Furthermore, when the encrypted magic packet is received the backdoor will open a root shell on a high port locally on the system and will use the iptables Linux firewall to set a rule that redirects all traffic originating from the attacker’s IP address to the shell port.
So once the backdoor is activated, if the attackers connect again to the system over port 443, they will instead be greeted with a root shell instead of the web application. Requests from all other IP addresses and legitimate users will continue to be handled normally and be sent to the web application.
Instead of waiting for attackers to connect to the shell, the backdoor can also set up a reverse shell that actively connects back to the attackers, but this is more easily detected if the system is configured to block outgoing connections.
“The use of BPF and packet capture provides a way to bypass local firewalls to allow remote attackers to control the implant,” the researchers said. “Finally, the redirect feature is unique and very dangerous as it can make malicious traffic blend in seamlessly with legitimate traffic on an infected host with exposed ports to the internet.
How to detect BPFdoor
According to PwC’s report, the Red Menshen group uses a variety of post-exploitation tools for lateral movement inside corporate networks after gaining a foothold with BPFdoor.
This includes custom variants of the Mangzamel and Gh0st Windows Trojan programs, as well as open-source tools such as Mimikatz and Metasploit. The attackers use virtual private servers hosted at well-known providers to control the BPFDoor implants and also rely on compromised routers in Taiwan to connect to and manage those servers.

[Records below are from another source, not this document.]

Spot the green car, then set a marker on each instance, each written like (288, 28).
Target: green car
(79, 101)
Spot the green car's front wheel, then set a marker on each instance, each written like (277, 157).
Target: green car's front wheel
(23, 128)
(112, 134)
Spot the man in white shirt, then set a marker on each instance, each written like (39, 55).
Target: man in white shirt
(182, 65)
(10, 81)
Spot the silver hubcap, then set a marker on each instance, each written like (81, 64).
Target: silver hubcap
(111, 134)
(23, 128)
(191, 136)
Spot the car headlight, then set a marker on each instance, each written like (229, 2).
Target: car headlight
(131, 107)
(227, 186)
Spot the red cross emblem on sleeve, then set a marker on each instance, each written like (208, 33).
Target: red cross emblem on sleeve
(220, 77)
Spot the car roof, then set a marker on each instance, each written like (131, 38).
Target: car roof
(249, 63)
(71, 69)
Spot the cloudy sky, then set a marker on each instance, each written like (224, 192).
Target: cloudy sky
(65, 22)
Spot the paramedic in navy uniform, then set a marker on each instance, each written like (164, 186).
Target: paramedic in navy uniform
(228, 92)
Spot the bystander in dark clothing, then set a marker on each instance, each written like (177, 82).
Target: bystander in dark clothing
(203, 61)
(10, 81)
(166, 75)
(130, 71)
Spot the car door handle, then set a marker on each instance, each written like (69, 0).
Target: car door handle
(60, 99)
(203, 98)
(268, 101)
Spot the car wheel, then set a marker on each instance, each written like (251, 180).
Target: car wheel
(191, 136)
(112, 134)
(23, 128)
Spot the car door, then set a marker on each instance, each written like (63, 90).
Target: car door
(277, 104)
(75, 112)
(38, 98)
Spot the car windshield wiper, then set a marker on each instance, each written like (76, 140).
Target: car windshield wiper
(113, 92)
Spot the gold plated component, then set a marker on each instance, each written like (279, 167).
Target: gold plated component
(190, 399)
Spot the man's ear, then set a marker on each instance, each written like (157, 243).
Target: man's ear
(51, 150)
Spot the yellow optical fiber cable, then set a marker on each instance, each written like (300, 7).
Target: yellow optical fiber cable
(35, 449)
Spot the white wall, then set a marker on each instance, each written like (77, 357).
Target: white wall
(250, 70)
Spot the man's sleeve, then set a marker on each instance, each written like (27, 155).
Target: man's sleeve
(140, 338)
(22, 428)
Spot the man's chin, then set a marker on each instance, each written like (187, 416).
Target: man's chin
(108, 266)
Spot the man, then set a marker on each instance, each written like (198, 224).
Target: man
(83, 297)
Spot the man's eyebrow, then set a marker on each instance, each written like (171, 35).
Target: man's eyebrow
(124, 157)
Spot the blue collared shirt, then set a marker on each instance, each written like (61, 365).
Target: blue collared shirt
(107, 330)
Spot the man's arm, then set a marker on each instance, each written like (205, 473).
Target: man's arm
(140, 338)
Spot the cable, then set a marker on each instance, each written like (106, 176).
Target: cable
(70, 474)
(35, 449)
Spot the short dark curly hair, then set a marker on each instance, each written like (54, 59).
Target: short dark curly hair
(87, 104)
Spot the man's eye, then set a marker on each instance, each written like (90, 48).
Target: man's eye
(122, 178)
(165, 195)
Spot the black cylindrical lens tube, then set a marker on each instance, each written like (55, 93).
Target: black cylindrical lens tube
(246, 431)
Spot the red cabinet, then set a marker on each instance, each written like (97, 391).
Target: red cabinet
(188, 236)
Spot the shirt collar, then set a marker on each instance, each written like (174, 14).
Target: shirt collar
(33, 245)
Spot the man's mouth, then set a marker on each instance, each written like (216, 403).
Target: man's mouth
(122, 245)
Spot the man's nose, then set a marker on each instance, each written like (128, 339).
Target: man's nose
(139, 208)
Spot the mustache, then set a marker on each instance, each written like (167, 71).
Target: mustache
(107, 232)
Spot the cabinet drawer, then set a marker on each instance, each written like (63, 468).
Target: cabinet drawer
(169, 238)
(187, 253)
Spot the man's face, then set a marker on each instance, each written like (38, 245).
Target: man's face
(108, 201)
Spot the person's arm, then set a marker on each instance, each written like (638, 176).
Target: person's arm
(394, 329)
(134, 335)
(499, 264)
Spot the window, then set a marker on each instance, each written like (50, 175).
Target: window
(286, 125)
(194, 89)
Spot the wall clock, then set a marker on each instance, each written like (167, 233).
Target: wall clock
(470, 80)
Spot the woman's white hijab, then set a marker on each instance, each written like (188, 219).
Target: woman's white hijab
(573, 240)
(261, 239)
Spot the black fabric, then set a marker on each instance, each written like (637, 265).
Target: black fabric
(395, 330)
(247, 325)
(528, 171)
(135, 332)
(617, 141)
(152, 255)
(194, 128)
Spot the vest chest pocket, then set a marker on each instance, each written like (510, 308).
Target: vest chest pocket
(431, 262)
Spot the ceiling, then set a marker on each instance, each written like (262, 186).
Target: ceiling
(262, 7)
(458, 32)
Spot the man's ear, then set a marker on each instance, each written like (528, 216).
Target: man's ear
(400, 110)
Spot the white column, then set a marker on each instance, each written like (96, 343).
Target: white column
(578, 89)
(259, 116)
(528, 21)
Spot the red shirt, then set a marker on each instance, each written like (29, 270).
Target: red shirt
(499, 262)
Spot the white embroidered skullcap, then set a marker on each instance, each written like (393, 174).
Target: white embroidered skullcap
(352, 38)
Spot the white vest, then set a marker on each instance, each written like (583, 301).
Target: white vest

Beaumont and researcher Florian Roth have both shared YARA rules that can be used to scan for different BPFDoor samples inside environments. The Sandfly Security researchers have also shared indicators of compromise and hunting tactics in their analysis warning that simply searching for file hashes is not reliable since malicious binaries can easily be recompiled and changed on Linux.
It’s also worth noting that the abuse of BPF, while rare, is not new. In February, a Chinese cybersecurity firm called Pangu Lab released a report on a backdoor implant they attributed to the U.S. National Security Agency (NSA) and dubbed Bvp47.
That implant also relied on BPF to establish a covert communication channel. Beaumont warned at the time that the cybersecurity industry seemed to ignore the significance and potential dangers of BPF and eBPF (extended BPF) being used to evade detection.